| |
| |
| |
Eerste boek.
| |
| |
I.
In een klein vertrek, uitziende op een tuin, waar een paar oude eiken hun geel gedorde bladen aan de woede van den heftigen noordwesten wind moesten prijs geven, en de reeds kale takken van iep en kastanje op dit oogenblik wiegden en bogen, wandelde een man in heftige onrust op en neder. Soms poosde hij voor het boogvenster, dat slechts kleine in lood gekaste ruiten vertoonde, in welks midden een geslachtswapen prijkte met vele kwartieren in gekleurd glas en door een gravenkroon gesurmonteerd.
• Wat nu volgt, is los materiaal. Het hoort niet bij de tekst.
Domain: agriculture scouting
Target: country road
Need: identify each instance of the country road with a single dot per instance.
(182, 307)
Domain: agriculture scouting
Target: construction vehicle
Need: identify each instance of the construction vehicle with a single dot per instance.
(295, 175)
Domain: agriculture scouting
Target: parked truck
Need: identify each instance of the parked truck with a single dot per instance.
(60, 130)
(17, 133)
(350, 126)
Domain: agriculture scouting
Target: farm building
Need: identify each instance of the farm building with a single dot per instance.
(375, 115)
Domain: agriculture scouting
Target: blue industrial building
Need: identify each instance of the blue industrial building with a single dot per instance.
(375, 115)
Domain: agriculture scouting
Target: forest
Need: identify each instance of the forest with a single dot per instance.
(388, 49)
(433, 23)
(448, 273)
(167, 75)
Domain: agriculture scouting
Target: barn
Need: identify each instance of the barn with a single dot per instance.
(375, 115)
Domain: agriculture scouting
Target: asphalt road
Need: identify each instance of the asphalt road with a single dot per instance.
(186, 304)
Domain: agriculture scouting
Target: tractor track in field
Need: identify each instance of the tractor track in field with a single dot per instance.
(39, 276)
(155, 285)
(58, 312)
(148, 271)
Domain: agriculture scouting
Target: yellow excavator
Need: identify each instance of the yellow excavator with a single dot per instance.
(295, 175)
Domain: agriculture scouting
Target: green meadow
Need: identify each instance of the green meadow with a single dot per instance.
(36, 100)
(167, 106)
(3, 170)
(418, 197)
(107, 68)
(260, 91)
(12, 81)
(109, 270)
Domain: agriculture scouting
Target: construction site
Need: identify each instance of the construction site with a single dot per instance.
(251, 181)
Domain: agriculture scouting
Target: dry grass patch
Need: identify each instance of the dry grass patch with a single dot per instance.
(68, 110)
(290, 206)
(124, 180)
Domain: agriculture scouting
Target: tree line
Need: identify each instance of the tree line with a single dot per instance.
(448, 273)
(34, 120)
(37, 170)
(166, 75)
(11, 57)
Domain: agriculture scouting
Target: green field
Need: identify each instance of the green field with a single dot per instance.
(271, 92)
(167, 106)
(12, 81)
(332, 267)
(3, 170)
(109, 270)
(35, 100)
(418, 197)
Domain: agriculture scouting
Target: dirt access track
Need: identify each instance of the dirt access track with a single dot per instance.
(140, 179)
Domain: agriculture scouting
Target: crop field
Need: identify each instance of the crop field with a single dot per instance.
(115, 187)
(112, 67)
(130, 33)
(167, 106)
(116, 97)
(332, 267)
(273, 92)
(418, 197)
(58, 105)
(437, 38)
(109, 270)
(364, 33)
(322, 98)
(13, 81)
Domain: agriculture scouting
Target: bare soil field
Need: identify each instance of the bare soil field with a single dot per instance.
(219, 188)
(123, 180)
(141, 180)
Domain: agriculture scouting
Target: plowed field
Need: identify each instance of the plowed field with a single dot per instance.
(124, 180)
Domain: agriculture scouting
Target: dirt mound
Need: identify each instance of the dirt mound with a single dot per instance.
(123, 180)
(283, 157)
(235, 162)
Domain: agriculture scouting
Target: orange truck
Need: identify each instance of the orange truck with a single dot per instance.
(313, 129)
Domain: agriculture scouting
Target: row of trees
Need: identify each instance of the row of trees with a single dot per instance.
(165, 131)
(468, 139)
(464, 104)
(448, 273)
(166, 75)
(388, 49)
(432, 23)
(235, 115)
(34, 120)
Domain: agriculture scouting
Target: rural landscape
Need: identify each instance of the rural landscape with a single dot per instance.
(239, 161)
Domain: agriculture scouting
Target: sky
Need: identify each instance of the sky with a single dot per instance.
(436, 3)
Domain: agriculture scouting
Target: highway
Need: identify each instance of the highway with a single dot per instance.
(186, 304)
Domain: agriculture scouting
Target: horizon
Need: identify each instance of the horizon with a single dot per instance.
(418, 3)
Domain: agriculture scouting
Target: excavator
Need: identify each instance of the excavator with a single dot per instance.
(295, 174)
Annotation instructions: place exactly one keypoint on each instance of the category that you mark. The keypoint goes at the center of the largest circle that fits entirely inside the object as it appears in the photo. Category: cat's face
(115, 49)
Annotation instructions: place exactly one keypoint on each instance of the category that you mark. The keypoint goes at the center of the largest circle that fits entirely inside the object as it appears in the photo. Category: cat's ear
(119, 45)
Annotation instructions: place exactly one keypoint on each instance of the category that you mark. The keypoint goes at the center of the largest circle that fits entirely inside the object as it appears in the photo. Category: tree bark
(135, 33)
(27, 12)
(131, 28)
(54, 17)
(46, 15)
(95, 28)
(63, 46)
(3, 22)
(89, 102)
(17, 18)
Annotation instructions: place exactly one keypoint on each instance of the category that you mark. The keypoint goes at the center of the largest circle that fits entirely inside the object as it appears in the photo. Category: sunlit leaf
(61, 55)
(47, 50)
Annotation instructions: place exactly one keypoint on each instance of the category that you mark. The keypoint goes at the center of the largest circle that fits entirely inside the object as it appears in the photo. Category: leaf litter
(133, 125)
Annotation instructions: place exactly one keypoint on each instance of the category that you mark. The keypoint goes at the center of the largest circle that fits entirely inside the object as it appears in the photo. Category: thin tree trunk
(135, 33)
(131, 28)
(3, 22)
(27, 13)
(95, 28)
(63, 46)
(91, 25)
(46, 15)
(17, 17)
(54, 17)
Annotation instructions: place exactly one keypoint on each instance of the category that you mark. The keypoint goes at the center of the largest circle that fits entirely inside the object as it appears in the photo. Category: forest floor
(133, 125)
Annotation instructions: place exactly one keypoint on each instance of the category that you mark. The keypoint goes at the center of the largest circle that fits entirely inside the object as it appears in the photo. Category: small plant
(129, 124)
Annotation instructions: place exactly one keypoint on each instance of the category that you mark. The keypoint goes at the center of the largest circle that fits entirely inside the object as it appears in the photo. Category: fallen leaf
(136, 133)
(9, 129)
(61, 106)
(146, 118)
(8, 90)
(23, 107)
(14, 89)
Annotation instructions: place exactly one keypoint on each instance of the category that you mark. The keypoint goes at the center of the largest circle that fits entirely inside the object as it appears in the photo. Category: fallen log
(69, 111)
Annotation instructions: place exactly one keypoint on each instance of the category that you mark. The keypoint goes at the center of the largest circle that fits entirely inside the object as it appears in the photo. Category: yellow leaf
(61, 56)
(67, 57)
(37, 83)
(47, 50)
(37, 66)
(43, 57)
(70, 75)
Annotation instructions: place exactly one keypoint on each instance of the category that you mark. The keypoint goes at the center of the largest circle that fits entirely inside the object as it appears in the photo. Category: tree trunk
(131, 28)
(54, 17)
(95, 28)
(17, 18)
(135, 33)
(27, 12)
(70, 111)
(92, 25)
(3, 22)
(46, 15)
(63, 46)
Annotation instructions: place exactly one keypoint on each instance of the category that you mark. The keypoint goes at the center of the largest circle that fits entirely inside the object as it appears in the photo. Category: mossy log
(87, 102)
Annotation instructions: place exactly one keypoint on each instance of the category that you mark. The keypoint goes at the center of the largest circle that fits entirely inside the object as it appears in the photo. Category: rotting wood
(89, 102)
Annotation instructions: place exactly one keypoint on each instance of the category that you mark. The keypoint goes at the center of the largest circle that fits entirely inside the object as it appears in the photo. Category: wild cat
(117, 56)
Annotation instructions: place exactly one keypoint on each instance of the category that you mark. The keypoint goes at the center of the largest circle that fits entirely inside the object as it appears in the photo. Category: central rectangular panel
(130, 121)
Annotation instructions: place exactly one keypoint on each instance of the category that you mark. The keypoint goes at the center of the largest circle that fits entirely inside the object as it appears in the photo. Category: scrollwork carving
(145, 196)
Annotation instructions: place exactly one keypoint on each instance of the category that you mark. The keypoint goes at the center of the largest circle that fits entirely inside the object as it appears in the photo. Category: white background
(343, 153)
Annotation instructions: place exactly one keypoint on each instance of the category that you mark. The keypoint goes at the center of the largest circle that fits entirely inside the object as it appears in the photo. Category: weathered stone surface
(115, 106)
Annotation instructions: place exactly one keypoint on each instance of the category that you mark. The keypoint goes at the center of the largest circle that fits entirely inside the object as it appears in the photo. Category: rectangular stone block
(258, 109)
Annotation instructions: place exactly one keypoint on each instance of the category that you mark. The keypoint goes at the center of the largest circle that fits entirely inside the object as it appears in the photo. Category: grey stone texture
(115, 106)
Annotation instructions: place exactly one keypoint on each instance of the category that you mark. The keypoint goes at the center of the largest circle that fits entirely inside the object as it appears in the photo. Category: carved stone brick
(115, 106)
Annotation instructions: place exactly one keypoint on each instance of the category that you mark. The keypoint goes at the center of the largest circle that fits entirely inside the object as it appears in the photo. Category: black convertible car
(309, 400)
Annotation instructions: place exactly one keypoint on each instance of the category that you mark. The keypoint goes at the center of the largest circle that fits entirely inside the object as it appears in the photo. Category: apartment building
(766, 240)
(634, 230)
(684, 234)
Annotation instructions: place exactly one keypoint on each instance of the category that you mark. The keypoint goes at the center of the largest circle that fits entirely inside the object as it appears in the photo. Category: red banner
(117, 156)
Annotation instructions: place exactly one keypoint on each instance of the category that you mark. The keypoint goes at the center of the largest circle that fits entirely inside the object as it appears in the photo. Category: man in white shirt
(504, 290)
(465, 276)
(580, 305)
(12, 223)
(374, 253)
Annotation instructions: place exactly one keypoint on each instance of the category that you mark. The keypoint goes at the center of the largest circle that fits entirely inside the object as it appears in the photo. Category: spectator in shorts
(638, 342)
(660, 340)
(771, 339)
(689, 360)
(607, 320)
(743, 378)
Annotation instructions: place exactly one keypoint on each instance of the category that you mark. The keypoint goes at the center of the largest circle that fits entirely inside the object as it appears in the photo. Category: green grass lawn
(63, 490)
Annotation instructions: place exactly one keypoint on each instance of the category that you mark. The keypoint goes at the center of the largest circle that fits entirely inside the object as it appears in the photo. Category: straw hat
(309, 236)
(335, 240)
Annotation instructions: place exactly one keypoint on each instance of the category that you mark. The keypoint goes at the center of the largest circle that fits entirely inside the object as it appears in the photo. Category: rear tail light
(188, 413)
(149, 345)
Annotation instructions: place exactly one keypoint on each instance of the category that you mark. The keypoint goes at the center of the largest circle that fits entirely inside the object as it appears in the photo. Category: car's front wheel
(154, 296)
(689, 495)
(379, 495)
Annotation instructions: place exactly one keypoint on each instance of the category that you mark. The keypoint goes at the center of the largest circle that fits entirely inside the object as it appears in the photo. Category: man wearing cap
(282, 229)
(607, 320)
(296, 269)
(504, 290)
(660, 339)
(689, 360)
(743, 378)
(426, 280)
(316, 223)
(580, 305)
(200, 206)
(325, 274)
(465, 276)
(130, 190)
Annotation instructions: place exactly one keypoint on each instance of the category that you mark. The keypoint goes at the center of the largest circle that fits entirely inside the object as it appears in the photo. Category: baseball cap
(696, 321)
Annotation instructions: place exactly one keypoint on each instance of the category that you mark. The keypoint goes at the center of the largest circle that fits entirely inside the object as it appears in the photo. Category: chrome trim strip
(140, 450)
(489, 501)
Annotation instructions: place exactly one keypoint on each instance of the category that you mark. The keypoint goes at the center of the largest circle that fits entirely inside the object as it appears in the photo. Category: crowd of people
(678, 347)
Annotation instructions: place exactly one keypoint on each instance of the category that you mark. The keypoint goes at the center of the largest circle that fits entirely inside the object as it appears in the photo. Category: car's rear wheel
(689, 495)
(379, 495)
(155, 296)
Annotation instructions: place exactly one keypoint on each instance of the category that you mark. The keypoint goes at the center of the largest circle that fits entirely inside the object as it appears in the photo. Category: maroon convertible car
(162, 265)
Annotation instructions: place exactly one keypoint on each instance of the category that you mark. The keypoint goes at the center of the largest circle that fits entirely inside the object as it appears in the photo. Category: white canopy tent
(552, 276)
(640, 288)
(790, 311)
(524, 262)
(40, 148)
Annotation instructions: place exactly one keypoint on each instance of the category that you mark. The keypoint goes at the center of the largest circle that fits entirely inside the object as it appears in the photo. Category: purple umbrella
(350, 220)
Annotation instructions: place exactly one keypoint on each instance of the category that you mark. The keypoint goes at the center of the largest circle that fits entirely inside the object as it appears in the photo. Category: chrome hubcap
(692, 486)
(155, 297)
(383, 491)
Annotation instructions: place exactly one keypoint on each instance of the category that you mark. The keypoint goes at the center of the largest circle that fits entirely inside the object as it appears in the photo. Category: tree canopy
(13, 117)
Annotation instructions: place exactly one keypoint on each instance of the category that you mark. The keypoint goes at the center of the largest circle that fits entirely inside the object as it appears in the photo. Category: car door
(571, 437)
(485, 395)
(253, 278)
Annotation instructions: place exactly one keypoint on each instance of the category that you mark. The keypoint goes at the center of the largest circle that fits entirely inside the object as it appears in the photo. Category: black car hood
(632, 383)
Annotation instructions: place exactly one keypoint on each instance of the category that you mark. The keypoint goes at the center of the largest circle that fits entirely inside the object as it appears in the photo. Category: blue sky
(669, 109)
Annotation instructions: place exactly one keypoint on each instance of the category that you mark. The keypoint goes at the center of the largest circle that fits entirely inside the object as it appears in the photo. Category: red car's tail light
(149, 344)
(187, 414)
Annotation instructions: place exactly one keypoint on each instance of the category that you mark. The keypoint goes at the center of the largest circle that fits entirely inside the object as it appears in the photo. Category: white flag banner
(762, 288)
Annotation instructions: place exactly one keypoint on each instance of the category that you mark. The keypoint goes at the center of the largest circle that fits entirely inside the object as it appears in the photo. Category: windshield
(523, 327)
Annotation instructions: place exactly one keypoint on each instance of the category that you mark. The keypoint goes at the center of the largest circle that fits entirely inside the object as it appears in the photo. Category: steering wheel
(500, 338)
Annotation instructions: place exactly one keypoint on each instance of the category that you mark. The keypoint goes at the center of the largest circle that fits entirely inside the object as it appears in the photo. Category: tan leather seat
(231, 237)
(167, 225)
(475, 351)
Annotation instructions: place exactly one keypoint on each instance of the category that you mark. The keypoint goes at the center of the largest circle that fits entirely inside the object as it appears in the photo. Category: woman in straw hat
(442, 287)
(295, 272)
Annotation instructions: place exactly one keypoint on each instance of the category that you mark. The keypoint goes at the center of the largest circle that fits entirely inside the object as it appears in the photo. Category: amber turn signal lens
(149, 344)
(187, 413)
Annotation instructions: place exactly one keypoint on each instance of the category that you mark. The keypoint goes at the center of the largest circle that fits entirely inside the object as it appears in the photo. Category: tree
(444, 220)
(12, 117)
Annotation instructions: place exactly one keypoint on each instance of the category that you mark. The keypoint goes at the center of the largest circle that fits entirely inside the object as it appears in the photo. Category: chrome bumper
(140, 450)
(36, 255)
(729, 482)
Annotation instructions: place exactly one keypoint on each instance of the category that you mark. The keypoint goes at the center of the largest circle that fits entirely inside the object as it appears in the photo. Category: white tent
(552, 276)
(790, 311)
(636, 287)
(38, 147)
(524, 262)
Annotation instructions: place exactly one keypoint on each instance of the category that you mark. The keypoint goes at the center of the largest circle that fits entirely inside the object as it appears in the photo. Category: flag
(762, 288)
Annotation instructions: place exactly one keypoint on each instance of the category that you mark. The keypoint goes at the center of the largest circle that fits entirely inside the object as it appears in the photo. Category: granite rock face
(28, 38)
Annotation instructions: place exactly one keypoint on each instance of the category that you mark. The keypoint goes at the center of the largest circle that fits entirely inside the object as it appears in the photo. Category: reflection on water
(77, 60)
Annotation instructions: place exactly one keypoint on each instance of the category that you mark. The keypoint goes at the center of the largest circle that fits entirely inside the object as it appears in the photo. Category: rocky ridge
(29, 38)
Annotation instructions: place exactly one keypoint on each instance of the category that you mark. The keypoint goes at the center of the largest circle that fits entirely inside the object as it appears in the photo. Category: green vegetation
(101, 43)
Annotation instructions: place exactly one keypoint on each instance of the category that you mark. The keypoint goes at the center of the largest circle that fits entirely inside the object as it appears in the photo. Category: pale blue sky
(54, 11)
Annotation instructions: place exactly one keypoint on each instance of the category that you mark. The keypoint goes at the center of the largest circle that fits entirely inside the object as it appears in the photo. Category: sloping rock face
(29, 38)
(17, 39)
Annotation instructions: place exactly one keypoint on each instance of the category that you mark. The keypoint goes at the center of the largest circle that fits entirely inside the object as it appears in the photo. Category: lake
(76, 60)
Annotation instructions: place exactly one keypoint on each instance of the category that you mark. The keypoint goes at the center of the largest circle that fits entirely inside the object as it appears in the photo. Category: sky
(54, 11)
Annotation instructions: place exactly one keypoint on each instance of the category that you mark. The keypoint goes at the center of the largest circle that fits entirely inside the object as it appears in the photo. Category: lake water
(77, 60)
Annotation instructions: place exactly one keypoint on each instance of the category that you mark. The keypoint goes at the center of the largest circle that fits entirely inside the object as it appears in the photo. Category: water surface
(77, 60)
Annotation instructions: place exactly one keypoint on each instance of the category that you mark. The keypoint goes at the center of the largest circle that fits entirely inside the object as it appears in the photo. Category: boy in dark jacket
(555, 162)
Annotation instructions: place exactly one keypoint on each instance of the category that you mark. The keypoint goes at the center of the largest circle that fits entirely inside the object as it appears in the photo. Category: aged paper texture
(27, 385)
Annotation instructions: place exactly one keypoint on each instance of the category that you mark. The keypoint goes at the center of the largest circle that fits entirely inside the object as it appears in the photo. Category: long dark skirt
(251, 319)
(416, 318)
Noch dat wapen, hetwelk van voornaamheid, invloed en macht getuigde, noch de schuimende golven van de Theems, die den tuin en de bastions met torens, welke genen omsloten, schenen zijn aandacht te boeien. Evenmin deden dit de zware eikenhouten kasten, die de wanden aan alle zijden dekten en slechts ruimte overlieten voor een zijdeur, welke naar een belendend vertrek of een aangrenzenden gang voerde, en voor een schoorsteen, in welks breeden eikenhouten maar zwart gesmookten mantel hetzelfde wapen als in het hooge boogvenster werd aangetroffen.
| |
| |
Wij zijn in de bibliotheek-kamer en in tegenwoordigheid van Robert Spencer, Graaf van Sunderland, den Lord-president van den Geheimen Raad, den eersten Sekretaris van Staat, den gunsteling van den Koning van Engeland, die alle wetten van het Koninkrijk had vertrapt en dat had weten te doen door de hulp van dien gunsteling en van den Jezuïet Petre. Hij is even vijftig jaar, een viertal jaren jonger dus dan zijn Koninklijken Meester, die wel zestig scheen, en toch zou men hem nog de oudste van beiden noemen. Welk een verleden ook! In alle politieke geschillen, twisten en intriges had hij zich gemengd, hij, oneerlijk als de oneerlijkste, maar behendig als de behendigste; en oneerlijkheid en behendigheid waren in dagen als deze, dat despotisme en bigotterie de eerzuchtigen tot veinzen en huichelen verplichtten, de eenige middelen tot behoud of vermeerdering van macht.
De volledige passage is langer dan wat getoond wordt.